Si è spenta la luce sul mistero del nostro nascere: perché si viene al mondo?
Si è spenta la luce sul senso del dolore: perché la croce? Si è fatto buio sul senso del morire: perché la morte?
E così il buio ha gelato la città.
Ma improvvisa, una notizia ha fatto il giro dei quartieri, è entrata nelle case, ha gettato inquietudine nella gente: “c’è un guasto alla centrale!”
Sì, c’è un guasto al centro della vita: si è cancellata l’unica vera, grande notizia capace di irradiare la luce nella notte del mondo: “Cristo è risorto!”
Sì, Cristo “la luce vera, quella che illumina ogni uomo” (Gv 1,9), quella che illumina di senso l’alba dell’esistenza che dona luce all’amore, al soffrire e al morire.
Molti, moltissimi non lo sanno o non ci pensano; oppure hanno acceso luci fatue sul corso della città, illudendosi che la notte possa sostituire la luce del sole.
Sono nella notte, ma vivono come se fosse giorno. 
Per questo in particolar modo dobbiamo pensare ai nostri giovani perché la notte non si impadronisca del loro cuore, del loro futuro.
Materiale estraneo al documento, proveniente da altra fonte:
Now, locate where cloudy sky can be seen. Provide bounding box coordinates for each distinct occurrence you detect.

Di qui l’urgenza di essere degli esempi di fede per riaccendere in loro la speranza. 
Per questo fare Pasqua vuol dire riportare la luce della Grazia di Dio nei capillari della nostra esistenza quotidiana, riaccogliendo il suo perdono, come il bene più grande, riaccogliendo la sua pace come il dono più desiderabile, la sua amicizia come il tesoro più prezioso: radici tutte che cambiano la vita, per renderla più solidale, più vigile sull’essenziale, più motivata nel fare il bene, più ricca di fede e di speranza, più capace di farsi carico degli altri.
Così saremo in grado di riparare il “guasto della centrale” per far ritornare la luce nelle nostre famiglie, per i nostri giovani, per il mondo intero. I cristiani sanno bene che devono essere, come ci invita Gesù: “la luce del mondo” (Mt 5), capaci di far luce verso coloro che quotidianamente incontriamo sulle nostre strade.
Bisogna fare Pasqua per scoprire e per diventare in Cristo “creature nuove” (1 Cor 5) per sé e per gli altri.
Buona Pasqua 2021 di Luce e di Speranza a tutti!